Júlio Tavares Oliveira
Escritor

O que é que o dia 25 de Abril de 1974 e o meu avô António Tavares têm em comum? Muito pouco, na verdade, quase nada. Na verdade, até ao 25 de Abril de 1974, nada havia de especial entre esses dois binómios – data e nome -, avô e tempo; espaço e lugar. O meu avô, em 1974, não estava em Lisboa, não era Capitão, nem derrubou – ou ajudou a derrubar o regime marcelista.

O meu avô não era, nem jamais foi, um homem revolucionário. Nem era, digo com toda a certeza, um fascista, nem era tampouco um democrata absolutamente convicto naquele tempo. O meu avô, como militar, não podia ser, senão, um simples, e humilde, militar – isso mesmo, sem outra conduta que não fosse a de cumprir ordens. O meu avô não é, nunca foi, uma peça do 25 de Abril de 1974, mas foi – sim – um combatente que procurou, na sombra dos que fugiam e se refugiavam, ou buscavam outro exílio, assumir um país em guerra consigo mesmo e absolutamente amordaçado, com um défice de gente para combater numa guerra que era de «todos» – muitos dos quais fugiam.

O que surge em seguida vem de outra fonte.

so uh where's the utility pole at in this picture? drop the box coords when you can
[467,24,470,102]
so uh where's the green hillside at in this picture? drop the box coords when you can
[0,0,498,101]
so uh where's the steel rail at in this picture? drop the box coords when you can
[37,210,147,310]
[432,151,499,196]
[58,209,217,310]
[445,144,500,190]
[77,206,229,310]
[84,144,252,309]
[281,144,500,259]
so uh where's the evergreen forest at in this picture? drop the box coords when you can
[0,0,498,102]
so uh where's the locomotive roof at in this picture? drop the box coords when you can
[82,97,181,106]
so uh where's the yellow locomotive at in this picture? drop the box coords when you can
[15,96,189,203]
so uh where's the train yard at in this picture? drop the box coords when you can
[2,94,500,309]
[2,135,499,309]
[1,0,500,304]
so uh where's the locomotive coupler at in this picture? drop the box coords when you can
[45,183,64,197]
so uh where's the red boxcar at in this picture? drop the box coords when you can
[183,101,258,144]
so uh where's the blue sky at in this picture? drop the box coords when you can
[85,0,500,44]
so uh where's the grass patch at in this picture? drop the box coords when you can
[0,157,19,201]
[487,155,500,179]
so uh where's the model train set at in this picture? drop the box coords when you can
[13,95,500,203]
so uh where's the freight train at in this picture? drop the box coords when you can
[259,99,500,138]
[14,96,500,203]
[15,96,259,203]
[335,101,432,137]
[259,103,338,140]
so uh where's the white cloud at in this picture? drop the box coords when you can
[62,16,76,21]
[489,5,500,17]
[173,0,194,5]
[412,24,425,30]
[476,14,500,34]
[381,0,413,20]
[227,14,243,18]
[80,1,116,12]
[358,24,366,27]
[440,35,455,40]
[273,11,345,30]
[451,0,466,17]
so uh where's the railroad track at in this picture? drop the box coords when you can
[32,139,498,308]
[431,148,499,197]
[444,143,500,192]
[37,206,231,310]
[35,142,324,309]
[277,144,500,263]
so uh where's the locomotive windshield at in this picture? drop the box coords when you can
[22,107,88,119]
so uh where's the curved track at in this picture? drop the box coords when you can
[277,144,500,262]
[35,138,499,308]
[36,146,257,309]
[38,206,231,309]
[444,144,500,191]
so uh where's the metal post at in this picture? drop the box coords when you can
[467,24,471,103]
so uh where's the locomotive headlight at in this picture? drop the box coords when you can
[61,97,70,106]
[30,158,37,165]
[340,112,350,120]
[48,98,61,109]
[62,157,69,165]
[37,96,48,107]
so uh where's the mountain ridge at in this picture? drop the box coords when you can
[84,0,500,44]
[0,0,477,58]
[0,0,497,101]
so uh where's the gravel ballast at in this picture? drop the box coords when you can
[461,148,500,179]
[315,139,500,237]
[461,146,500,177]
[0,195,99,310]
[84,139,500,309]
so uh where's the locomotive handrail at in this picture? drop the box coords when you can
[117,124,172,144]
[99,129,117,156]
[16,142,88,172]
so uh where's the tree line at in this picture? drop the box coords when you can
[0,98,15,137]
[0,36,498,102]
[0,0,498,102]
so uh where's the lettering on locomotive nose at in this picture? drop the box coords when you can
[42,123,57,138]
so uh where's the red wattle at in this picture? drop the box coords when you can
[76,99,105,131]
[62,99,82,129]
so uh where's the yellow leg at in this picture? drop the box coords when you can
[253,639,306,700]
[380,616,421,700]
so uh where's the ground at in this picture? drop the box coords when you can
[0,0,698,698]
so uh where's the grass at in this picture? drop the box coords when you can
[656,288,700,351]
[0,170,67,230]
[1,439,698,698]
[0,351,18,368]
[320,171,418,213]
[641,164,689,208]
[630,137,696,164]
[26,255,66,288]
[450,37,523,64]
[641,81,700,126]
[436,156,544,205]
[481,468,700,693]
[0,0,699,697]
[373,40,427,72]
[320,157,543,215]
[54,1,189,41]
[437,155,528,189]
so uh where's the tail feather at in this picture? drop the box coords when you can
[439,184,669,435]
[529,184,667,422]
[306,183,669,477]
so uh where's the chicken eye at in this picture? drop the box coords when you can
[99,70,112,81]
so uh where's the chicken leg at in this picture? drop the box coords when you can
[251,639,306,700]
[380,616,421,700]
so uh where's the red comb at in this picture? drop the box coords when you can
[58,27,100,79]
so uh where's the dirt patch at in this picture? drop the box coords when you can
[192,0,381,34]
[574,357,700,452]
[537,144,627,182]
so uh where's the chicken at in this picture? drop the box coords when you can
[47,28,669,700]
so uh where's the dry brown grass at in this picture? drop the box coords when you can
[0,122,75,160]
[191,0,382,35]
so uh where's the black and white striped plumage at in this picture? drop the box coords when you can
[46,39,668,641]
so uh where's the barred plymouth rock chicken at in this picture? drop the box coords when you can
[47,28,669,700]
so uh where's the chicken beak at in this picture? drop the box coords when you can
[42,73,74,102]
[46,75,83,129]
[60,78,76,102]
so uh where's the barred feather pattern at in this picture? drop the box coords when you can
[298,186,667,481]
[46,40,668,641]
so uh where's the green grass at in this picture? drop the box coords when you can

Em 1974, o meu avô cumpria o desígnio de cumprir – e fazer cumprir – as ordens militares, e políticas, que lhe eram dadas pelos seus superiores hierárquicos – coisa que toda a vida fez com dedicação e elevação -, tanto para sustentar a sua família, como para viver, e ter de viver, designadamente, defendendo a sua nação numa guerra totalmente «perdida», à partida, mas nunca absolutamente abandonada à sua imensa sorte pelos que a ainda combatiam do seu suor, sangue e lágrimas em África. Alguém havia de combater, ainda que perdida, a guerra; alguém havia de existir, no terreno, de arma em riste, para defender, e honrar, a Pátria despedaçada. Um deles, um dos últimos combatentes a abandonar África num avião civil, em 1975, seria o meu avô.

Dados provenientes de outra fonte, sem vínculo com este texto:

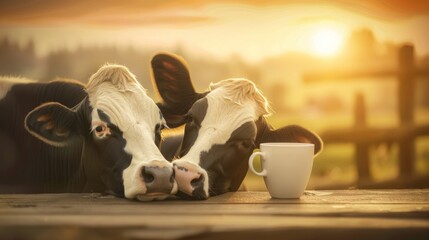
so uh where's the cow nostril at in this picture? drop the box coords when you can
[142,168,155,183]
[191,174,204,187]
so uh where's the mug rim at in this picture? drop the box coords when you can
[260,142,314,147]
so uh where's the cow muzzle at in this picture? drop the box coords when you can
[127,160,178,201]
[173,161,208,200]
[141,165,175,194]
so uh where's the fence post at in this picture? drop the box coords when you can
[398,44,415,177]
[354,93,371,181]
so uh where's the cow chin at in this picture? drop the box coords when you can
[126,188,175,201]
[176,189,208,200]
[136,193,170,202]
[124,182,178,201]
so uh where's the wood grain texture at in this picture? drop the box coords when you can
[1,190,429,240]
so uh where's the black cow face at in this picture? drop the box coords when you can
[151,53,323,200]
[25,64,177,201]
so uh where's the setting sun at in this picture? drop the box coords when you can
[311,27,344,57]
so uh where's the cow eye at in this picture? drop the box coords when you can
[185,114,193,122]
[185,113,201,128]
[92,123,111,139]
[186,114,196,125]
[236,140,255,150]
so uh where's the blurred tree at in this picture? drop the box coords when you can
[44,50,73,81]
[0,37,37,78]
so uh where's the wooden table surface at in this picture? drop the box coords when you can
[1,190,429,240]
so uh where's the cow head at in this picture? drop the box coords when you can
[152,53,323,200]
[25,64,177,201]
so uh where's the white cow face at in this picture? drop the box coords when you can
[25,64,177,201]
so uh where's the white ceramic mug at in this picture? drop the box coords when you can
[248,143,315,198]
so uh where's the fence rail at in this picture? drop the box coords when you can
[303,44,429,184]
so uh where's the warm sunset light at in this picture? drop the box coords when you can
[1,2,429,238]
[311,27,344,57]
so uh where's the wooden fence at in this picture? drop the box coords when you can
[303,44,429,184]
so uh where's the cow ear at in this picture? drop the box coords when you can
[255,117,323,155]
[156,104,188,128]
[25,102,81,147]
[151,53,206,127]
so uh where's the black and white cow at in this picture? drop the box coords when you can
[0,64,177,201]
[151,53,323,200]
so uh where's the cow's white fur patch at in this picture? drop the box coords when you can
[209,78,271,117]
[177,78,271,196]
[86,64,175,199]
[182,78,270,165]
[0,76,37,100]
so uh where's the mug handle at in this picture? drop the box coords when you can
[248,152,267,176]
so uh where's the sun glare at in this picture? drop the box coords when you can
[311,27,343,57]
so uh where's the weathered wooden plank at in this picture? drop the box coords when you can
[320,125,429,144]
[1,190,428,240]
[1,191,428,222]
[303,69,397,83]
[302,67,429,83]
[1,202,428,217]
[2,225,429,240]
[2,190,429,203]
[1,214,429,240]
[353,93,371,181]
[2,214,429,229]
[209,189,429,204]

No dia 25 de Abril de 1974, o meu avô não teve um cravo na mão; nem andou a marchar pelas ruas de Lisboa ao som da Liberdade. Se tinha, era a distância estonteante da sua casa, dos Açores, para se mover, e vivia, à tangente, em Angola, com a sua família, nas condições possíveis à beira de uma guerra civil. Se tinha algo na mão, com certeza não era um cravo; era a espingarda apontada aos arbustos. O meu avô, contudo, nasceu a 25 de Abril de 1940.

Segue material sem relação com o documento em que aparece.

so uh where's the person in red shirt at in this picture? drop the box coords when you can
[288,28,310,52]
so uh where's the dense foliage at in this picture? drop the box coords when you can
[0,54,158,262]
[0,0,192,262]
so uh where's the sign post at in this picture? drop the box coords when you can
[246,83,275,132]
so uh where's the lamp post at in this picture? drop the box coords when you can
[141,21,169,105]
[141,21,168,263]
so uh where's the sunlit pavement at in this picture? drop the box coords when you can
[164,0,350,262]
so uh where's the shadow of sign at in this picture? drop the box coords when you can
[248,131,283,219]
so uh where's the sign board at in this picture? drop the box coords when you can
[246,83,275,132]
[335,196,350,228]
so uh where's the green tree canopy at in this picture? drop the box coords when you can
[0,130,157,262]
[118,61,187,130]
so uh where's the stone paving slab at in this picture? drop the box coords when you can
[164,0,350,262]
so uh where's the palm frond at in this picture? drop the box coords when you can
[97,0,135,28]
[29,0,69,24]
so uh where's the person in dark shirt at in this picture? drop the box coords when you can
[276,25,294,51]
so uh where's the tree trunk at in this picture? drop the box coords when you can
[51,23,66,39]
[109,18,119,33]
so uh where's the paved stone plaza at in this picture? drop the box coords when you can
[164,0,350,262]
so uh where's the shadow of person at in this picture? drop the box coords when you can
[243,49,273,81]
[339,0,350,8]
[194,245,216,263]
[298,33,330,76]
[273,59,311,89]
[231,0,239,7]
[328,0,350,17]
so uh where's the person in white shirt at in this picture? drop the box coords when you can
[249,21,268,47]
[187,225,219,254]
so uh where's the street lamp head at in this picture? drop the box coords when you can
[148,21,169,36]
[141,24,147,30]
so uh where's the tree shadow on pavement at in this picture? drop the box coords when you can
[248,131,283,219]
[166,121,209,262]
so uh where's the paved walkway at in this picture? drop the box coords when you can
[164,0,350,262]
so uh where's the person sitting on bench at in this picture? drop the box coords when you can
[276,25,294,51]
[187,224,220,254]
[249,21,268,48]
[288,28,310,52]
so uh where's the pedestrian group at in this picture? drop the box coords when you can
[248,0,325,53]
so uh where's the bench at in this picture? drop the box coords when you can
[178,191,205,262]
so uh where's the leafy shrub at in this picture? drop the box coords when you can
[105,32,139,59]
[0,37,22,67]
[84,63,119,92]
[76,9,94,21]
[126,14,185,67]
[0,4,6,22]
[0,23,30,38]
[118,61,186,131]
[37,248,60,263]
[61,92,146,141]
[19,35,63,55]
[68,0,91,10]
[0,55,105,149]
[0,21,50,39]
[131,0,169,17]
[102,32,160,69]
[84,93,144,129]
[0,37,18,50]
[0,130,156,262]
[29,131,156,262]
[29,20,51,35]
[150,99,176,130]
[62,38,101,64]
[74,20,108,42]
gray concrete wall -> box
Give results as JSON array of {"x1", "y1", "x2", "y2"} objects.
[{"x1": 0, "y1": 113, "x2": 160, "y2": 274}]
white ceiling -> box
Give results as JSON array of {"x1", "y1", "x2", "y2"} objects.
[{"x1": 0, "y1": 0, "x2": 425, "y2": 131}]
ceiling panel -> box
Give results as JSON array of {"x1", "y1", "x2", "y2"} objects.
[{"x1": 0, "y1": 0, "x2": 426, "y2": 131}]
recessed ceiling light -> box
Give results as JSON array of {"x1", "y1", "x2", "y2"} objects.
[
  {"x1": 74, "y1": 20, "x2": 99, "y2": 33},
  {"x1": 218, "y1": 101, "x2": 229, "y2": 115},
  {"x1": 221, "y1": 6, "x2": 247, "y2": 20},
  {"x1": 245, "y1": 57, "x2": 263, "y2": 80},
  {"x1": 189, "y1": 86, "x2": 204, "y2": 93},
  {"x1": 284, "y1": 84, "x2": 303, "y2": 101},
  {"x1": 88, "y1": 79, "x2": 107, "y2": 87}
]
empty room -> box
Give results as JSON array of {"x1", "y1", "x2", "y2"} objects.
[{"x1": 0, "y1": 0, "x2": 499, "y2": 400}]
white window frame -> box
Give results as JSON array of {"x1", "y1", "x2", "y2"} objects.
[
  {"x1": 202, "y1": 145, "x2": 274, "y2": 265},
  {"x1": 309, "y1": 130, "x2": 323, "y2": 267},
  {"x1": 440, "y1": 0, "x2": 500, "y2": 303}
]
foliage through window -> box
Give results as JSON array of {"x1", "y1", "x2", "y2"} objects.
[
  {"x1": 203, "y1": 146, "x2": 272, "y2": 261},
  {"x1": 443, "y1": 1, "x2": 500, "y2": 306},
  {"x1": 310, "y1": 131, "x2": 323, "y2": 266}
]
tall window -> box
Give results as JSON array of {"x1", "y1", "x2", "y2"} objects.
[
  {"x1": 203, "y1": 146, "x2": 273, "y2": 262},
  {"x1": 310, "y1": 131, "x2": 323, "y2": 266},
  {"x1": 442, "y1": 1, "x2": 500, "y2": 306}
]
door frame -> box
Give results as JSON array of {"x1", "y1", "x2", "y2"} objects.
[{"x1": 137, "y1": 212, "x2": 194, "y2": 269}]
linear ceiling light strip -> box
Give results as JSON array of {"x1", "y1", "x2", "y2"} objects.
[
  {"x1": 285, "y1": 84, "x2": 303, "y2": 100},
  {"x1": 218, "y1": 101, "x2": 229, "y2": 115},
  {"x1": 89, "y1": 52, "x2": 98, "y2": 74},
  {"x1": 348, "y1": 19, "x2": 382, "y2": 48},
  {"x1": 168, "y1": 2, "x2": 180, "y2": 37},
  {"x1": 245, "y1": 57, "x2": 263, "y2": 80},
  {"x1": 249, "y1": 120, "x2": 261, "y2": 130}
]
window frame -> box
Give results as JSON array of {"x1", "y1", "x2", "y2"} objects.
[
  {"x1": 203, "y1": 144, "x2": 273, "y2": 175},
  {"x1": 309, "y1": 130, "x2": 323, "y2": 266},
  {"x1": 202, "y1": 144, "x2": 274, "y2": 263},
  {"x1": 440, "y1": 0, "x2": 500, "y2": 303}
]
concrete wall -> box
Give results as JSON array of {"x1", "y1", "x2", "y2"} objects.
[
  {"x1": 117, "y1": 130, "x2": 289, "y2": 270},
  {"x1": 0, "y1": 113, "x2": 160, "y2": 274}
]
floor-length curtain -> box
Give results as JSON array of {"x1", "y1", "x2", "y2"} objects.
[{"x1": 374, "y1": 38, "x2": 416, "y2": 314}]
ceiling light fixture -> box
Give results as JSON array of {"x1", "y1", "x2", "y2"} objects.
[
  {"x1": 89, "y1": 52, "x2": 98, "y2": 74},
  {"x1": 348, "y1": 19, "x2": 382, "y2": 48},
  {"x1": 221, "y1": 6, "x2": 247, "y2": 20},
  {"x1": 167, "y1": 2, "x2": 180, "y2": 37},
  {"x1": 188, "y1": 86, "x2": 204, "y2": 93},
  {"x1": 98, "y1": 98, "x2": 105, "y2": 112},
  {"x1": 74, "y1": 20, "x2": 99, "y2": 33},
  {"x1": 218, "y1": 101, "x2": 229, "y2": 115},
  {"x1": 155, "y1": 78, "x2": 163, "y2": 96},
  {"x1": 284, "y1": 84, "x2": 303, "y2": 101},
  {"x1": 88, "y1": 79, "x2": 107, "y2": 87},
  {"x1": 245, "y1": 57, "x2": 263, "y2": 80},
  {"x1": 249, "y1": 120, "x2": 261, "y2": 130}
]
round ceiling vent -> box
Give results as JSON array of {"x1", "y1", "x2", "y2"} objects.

O 25 de Abril é um dia de celebração da Liberdade: o meu avô não participou nessa conquista; mas, hoje, é parte de uma Nação livre, que ajudou a defender, no seu tempo mais negro de sempre, e que, com orgulho imenso, devemos honrar, respeitar e valorizar. O meu avô pensa como um Homem Livre. Age como um Homem Livre. E, posso dizer, ajudou-me a ser, também, um Homem de pensamento e ação Livres. Terei sempre orgulho no homem que me fez ter noção das responsabilidades mais duras. Da vida. Da importância do combate; que me educou e reeduca constantemente num sentido de pura orientação cívica e social. Um homem que – com stress pós-traumático, pesadelos imensos e traumas de guerra – conseguiu convencer o neto de que toda a guerra, tendo participado nela, é um crime contra a Humanidade.